October 13, 2025
Bi-Weekly vs. Bi-Weekly Accelerated Mortgage Payments: What’s the Difference?
Homeowners often hear that “bi-weekly saves interest,” but there are actually two very different versions of bi-weekly payments. Understanding the difference helps you pick the option that matches your goals for cash flow, interest savings, and speed of payoff.
Regular bi-weekly payments split your normal monthly mortgage into smaller amounts paid every two weeks. You make 26 payments per year, but the total you pay over the year is kept equal to what you would have paid monthly. In practice, you’re just changing the timing of payments, not increasing how much you pay annually.
Because regular bi-weekly payments don’t increase your yearly total, the effect on interest and amortization is small. You may see very modest savings from slightly earlier application of funds, but it won’t meaningfully shorten a 25-year amortization on its own.
Bi-weekly accelerated payments also occur every two weeks (26 payments), but the amount is set to roughly half of your full monthly payment without reducing it to keep the annual total the same. That means your yearly outlay becomes the equivalent of 13 full monthly payments instead of 12.
That “extra” month’s payment created by bi-weekly accelerated is applied to principal, which lowers your balance faster. Lower principal means less interest charged in future periods, creating a compounding benefit that can shave years off your amortization and save thousands in interest over the life of the loan.

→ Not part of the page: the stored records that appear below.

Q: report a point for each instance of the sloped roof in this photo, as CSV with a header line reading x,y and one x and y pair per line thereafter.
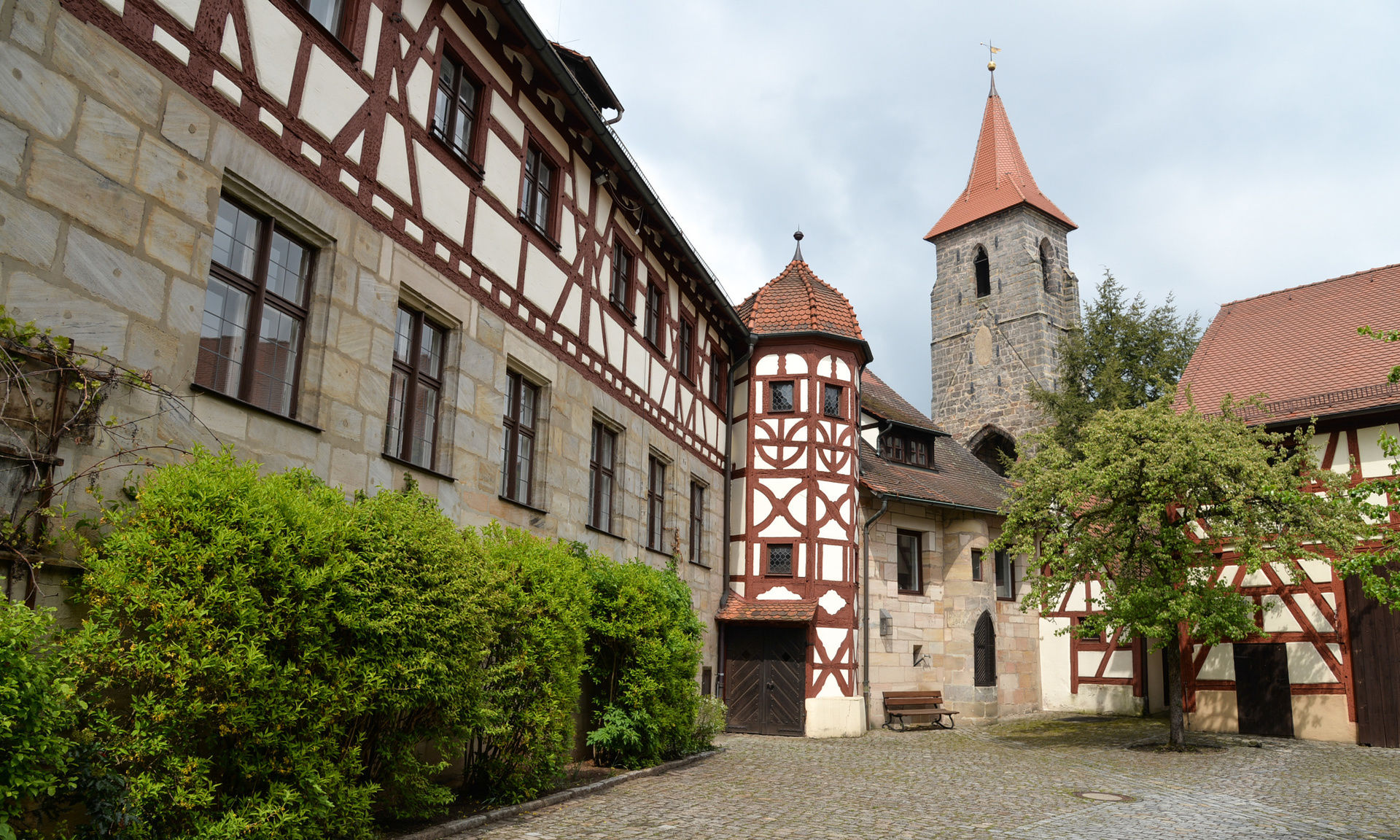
x,y
882,401
1000,178
1299,348
742,610
800,301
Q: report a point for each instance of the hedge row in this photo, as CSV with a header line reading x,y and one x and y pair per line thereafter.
x,y
265,658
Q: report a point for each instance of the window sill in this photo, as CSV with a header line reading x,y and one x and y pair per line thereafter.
x,y
528,508
220,395
418,467
535,230
587,526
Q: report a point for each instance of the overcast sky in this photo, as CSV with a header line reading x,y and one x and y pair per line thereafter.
x,y
1213,150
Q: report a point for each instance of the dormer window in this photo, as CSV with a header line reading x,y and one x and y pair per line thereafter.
x,y
981,271
905,447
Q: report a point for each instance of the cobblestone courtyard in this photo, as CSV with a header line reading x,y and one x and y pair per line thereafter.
x,y
1010,780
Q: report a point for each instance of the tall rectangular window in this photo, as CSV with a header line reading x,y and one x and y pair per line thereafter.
x,y
656,316
780,397
832,401
656,503
698,523
601,465
1006,584
538,190
415,389
909,561
518,443
686,349
454,121
622,269
260,283
780,559
718,380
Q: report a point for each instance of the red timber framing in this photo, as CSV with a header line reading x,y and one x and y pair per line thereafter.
x,y
354,118
800,486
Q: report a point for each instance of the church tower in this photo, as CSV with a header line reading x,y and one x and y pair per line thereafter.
x,y
1003,298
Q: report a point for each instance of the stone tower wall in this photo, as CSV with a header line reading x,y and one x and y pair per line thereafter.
x,y
986,351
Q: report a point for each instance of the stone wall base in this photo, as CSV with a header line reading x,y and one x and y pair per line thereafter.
x,y
835,718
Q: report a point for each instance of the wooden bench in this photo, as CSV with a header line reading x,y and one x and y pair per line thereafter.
x,y
901,704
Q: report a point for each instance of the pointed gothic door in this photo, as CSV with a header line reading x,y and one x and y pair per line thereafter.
x,y
765,672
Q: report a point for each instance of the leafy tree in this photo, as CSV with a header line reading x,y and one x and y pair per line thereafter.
x,y
1136,508
1121,356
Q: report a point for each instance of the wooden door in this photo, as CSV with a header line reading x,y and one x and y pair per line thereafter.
x,y
1266,706
1375,666
765,674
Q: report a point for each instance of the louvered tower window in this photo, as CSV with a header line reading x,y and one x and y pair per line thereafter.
x,y
984,651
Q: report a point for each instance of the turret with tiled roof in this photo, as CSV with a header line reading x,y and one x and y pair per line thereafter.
x,y
1004,296
1000,178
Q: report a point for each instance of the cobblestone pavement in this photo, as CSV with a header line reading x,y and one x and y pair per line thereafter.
x,y
1013,780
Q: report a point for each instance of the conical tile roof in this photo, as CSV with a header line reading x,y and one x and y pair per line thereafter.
x,y
1000,178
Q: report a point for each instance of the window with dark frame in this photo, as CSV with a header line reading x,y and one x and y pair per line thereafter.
x,y
1006,583
330,15
909,561
718,380
656,503
260,283
454,120
656,316
686,349
832,401
698,523
538,190
981,271
415,389
518,443
780,559
780,397
622,269
601,464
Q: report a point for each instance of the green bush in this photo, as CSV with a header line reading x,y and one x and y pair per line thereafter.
x,y
540,613
268,654
36,706
645,650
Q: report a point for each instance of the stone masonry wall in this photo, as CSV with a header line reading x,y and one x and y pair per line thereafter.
x,y
109,181
987,350
943,618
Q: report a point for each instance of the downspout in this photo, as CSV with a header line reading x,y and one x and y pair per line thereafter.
x,y
866,605
728,491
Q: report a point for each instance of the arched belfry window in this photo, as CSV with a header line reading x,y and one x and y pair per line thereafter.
x,y
984,651
1048,265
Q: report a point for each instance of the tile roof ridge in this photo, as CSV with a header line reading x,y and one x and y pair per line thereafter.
x,y
1310,284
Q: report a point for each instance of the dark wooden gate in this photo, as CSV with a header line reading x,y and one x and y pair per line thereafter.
x,y
1261,691
765,672
1375,666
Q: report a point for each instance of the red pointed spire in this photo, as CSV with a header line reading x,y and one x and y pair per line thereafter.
x,y
1000,178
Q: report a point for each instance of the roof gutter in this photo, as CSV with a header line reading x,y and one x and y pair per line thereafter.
x,y
613,146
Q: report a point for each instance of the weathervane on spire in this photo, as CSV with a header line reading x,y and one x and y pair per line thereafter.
x,y
992,52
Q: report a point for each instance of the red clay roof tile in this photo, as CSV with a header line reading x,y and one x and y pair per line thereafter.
x,y
1000,178
1299,349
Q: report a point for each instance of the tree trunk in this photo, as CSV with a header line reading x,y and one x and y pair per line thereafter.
x,y
1175,692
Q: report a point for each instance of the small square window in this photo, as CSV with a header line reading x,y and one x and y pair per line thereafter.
x,y
780,397
832,401
780,559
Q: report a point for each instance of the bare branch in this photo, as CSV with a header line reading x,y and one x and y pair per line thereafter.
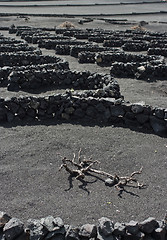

Quick example: If your monthly payment is $2,000, a regular bi-weekly plan divides the year’s total so your 26 payments add up to the same $24,000 you would have paid monthly. A bi-weekly accelerated plan sets your payment at about $1,000 every two weeks. Over 26 periods, that totals $26,000—effectively one extra $2,000 applied to principal each year.
Cash-flow vs. speed trade-off: Choose regular bi-weekly if you want payments to align neatly with a bi-weekly paycheque and keep the same annual cost. Choose bi-weekly accelerated if you want a built-in prepayment that reduces interest and shortens the mortgage without having to remember separate lump-sum contributions.
Naming varies by lender: Some institutions label schedules as “bi-weekly,” “true bi-weekly,” “rapid,” or “accelerated.” Always confirm whether the plan results in the equivalent of 12 or 13 monthly payments per year so you know exactly what you’re getting.
Bottom line: Regular bi-weekly mostly changes timing. Bi-weekly accelerated increases your annual principal repayment by about one full monthly payment, helping you pay down faster and save more interest.